1. Subnet routing, which you already have configured; or
2. Running a Tailscale container to provide the networking for the service (which results in the container having its own Tailscale IP as well, it wouldn't share the host Tailscale IP).

If the local IPs are working for you via Tailscale, then you've already done what you need to connect remotely.

 

One other thing which has nothing to do with Tailscale -- I noticed that two of your Docker networks are ipvlan, but there's one macvlan network in the logs:

Unraid1 rc.docker: created network macvlan eth0 with subnets: 10.x.1.0/24; 

If this is deliberate, ignore me , but I figured I'd mention it since macvlan has a history of causing issues, and that might have been something that you meant to either remove/switch and forgot.

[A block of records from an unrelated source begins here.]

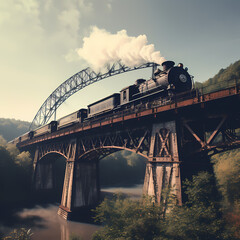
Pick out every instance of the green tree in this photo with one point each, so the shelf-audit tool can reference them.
(200, 218)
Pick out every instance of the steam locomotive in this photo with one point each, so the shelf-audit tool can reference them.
(172, 80)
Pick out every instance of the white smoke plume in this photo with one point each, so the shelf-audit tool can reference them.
(102, 48)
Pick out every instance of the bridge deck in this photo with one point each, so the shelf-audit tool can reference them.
(172, 107)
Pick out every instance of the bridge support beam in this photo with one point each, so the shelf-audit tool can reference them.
(162, 176)
(86, 182)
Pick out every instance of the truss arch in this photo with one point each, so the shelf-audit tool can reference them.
(74, 84)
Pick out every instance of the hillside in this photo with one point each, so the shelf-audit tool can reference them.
(224, 78)
(11, 128)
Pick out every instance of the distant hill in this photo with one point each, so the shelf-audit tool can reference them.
(224, 78)
(11, 128)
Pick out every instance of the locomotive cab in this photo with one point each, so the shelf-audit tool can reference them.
(82, 114)
(127, 93)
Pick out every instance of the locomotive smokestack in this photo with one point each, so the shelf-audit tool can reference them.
(167, 64)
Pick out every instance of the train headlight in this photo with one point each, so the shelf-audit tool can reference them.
(183, 78)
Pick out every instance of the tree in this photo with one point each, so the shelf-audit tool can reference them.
(200, 218)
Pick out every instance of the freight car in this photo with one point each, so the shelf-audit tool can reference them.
(104, 105)
(72, 118)
(172, 80)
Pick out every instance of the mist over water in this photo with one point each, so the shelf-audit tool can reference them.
(46, 224)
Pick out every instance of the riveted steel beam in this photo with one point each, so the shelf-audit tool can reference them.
(74, 84)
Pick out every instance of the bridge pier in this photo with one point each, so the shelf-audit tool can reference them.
(66, 202)
(86, 184)
(162, 176)
(81, 183)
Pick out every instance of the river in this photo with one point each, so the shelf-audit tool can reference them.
(46, 224)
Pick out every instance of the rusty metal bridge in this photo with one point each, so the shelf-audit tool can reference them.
(176, 136)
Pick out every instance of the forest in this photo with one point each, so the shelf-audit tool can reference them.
(212, 209)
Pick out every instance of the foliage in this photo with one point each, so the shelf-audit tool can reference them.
(223, 79)
(15, 175)
(73, 236)
(227, 169)
(19, 234)
(126, 219)
(199, 218)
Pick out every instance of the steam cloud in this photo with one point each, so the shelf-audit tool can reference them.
(102, 47)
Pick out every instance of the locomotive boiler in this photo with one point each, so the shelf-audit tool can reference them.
(175, 78)
(171, 80)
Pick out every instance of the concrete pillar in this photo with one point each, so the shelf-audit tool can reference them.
(66, 202)
(162, 176)
(86, 191)
(44, 175)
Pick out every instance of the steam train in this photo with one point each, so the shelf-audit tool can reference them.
(164, 83)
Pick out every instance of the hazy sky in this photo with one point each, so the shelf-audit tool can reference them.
(39, 40)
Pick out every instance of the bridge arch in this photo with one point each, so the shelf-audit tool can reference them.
(49, 176)
(75, 83)
(104, 151)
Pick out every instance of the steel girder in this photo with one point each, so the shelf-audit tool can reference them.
(74, 84)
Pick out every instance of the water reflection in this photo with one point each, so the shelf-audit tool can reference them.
(54, 227)
(46, 224)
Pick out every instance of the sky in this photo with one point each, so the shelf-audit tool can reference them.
(44, 42)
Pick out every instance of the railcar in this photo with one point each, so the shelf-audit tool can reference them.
(49, 128)
(171, 80)
(104, 105)
(72, 118)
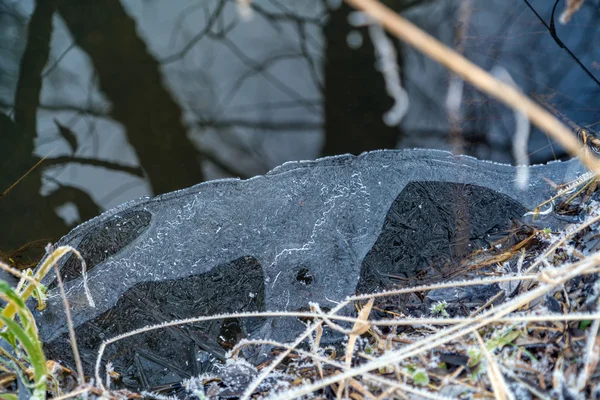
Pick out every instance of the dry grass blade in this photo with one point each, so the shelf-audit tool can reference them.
(470, 72)
(360, 327)
(80, 376)
(591, 354)
(501, 391)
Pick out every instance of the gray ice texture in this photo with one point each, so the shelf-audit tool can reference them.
(323, 216)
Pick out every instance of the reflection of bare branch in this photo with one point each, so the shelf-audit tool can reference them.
(261, 68)
(410, 34)
(285, 16)
(34, 59)
(136, 171)
(262, 125)
(198, 37)
(57, 106)
(224, 166)
(131, 79)
(86, 207)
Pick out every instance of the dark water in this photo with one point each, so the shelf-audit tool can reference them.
(128, 98)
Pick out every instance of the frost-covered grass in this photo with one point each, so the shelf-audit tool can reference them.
(537, 339)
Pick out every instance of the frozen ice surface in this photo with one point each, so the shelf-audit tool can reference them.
(299, 234)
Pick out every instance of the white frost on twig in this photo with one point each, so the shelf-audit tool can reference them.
(387, 64)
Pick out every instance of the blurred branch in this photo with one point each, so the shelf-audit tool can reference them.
(57, 106)
(35, 56)
(136, 171)
(87, 208)
(415, 37)
(261, 125)
(222, 165)
(198, 37)
(552, 30)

Edited July 7 by EDACerton

[blitzio]

On 7/5/2024 at 10:55 PM, EDACerton said:

If you switch to the "Advanced" view in the Tailscale settings, there's an option for Wireguard Port:

 

Thanks EDACerton, when I checked my advanced settings it seems my WIreguard Port was already set to the correct one and despite that and even restarting with my port forwarded, I still can't get a direct connection.

 

Before checking this, the Tailscale support suggested to modify scripts which is beyond my current knowledge and capability and I'm not sure this is even necessary given that the advanced setting above already has the correct port set.

 

This was what they said:

Quote

I took a look at the install script for the Unraid plugin and it looks like the scripts that are used by Unraid to start tailscaled automatically on boot are stored in /boot/config/plugins/tailscale/. With this different setup I doubt that an equivalent to /etc/default/tailscaled exists somewhere to configure tailscaled by environment variables, so you will probably have to modify the scripts (looks like it would mainly be restart.sh) in /boot/config/plugins/tailscale/ wherever they call tailscaled to include the --port=41641 argument to ensure that port is used by tailscaled whenever its started after a restart. After making those changes you’ll likely want to restart the tailscale plugin or run the (now modified) /usr/local/emhttp/plugins/tailscale/restart.sh script to restart the existing instance of tailscaled running on your Unraid system.

 

Still a bit lost and followed up/shared this info with the Tailscale support team, I wonder what else we can explore to get to the bottom of this.

[EDACerton]

57 minutes ago, blitzio said:

Thanks EDACerton, when I checked my advanced settings it seems my WIreguard Port was already set to the correct one and despite that and even restarting with my port forwarded, I still can't get a direct connection.

 

Before checking this, the Tailscale support suggested to modify scripts which is beyond my current knowledge and capability and I'm not sure this is even necessary given that the advanced setting above already has the correct port set.

 

This was what they said:

 

Still a bit lost and followed up/shared this info with the Tailscale support team, I wonder what else we can explore to get to the bottom of this.

Can you post diagnostics from inside the Tailscale settings?